Al-Qur'an adalah sumber petunjuk utama bagi umat Islam dalam menjalani kehidupan di dunia. Di antara banyak ayat yang mengandung hikmah mendalam, QS An-Nahl ayat 43 (Surah ke-16, ayat ke-43) menempati posisi penting sebagai landasan dalam mencari pengetahuan dan kebenaran. Ayat ini merupakan penegasan kuat tentang pentingnya bertanya kepada ahli ilmu ketika kita tidak mengetahui suatu hal.
Makna dari qs an nahl 16 43 ini sangat universal dan relevan, tidak hanya pada konteks turunnya wahyu di masa Nabi Muhammad SAW, tetapi juga dalam konteks kehidupan modern.

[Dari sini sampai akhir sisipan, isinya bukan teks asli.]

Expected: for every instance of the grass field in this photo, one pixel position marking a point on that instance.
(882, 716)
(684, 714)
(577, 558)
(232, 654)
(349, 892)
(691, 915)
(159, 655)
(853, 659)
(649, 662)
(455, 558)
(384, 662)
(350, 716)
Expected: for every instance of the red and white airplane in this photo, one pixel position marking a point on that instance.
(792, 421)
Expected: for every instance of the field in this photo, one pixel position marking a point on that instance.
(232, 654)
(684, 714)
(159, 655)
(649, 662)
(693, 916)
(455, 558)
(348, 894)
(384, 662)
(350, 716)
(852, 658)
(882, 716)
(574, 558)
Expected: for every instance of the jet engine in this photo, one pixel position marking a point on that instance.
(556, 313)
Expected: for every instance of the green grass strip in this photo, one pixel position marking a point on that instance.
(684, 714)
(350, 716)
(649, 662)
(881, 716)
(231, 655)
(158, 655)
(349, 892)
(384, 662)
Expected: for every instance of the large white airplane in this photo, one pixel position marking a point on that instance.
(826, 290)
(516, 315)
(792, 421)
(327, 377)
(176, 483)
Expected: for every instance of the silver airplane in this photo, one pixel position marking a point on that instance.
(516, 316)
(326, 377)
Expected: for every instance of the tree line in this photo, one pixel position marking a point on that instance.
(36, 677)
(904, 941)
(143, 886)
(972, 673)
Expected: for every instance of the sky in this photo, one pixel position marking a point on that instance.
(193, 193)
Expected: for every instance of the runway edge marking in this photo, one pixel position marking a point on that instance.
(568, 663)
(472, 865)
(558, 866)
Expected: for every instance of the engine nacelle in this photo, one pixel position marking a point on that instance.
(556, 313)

Ayat ini secara eksplisit memerintahkan kita untuk tidak ragu bertanya kepada mereka yang memiliki ilmu, keahlian, atau pemahaman mendalam mengenai suatu subjek. Ini adalah prinsip dasar dalam pembelajaran dan pengambilan keputusan yang bijaksana.
Pentingnya Merujuk pada Sumber yang Tepat
Mengapa Allah SWT menekankan hal ini? Karena kebodohan atau ketidaktahuan adalah gerbang menuju kesesatan dan kesalahan fatal. Dalam berbagai aspek kehidupan—mulai dari masalah agama, kedokteran, teknik, hingga urusan sosial—memaksakan diri membuat keputusan tanpa pengetahuan yang cukup seringkali berakhir dengan kerugian. Ayat ini mengajarkan kerendahan hati intelektual. Ia mengakui bahwa setiap manusia memiliki keterbatasan pengetahuan.
Dalam tradisi Islam, ketika orang-orang Quraisy datang kepada Nabi Muhammad SAW dengan pertanyaan-pertanyaan sulit yang jawabannya belum diwahyukan, Allah memerintahkan beliau untuk merujuk kepada Ahlul Kitab (orang-orang yang diberi kitab sebelumnya) yang saat itu dianggap memiliki pemahaman tentang narasi kenabian terdahulu. Hal ini menunjukkan bahwa validitas ilmu tidak terikat pada waktu atau kelompok tertentu, melainkan pada kebenaran substansi ilmunya. Oleh karena itu, prinsip dalam An-Nahl 16:43 ini menjadi fondasi etika keilmuan Islam.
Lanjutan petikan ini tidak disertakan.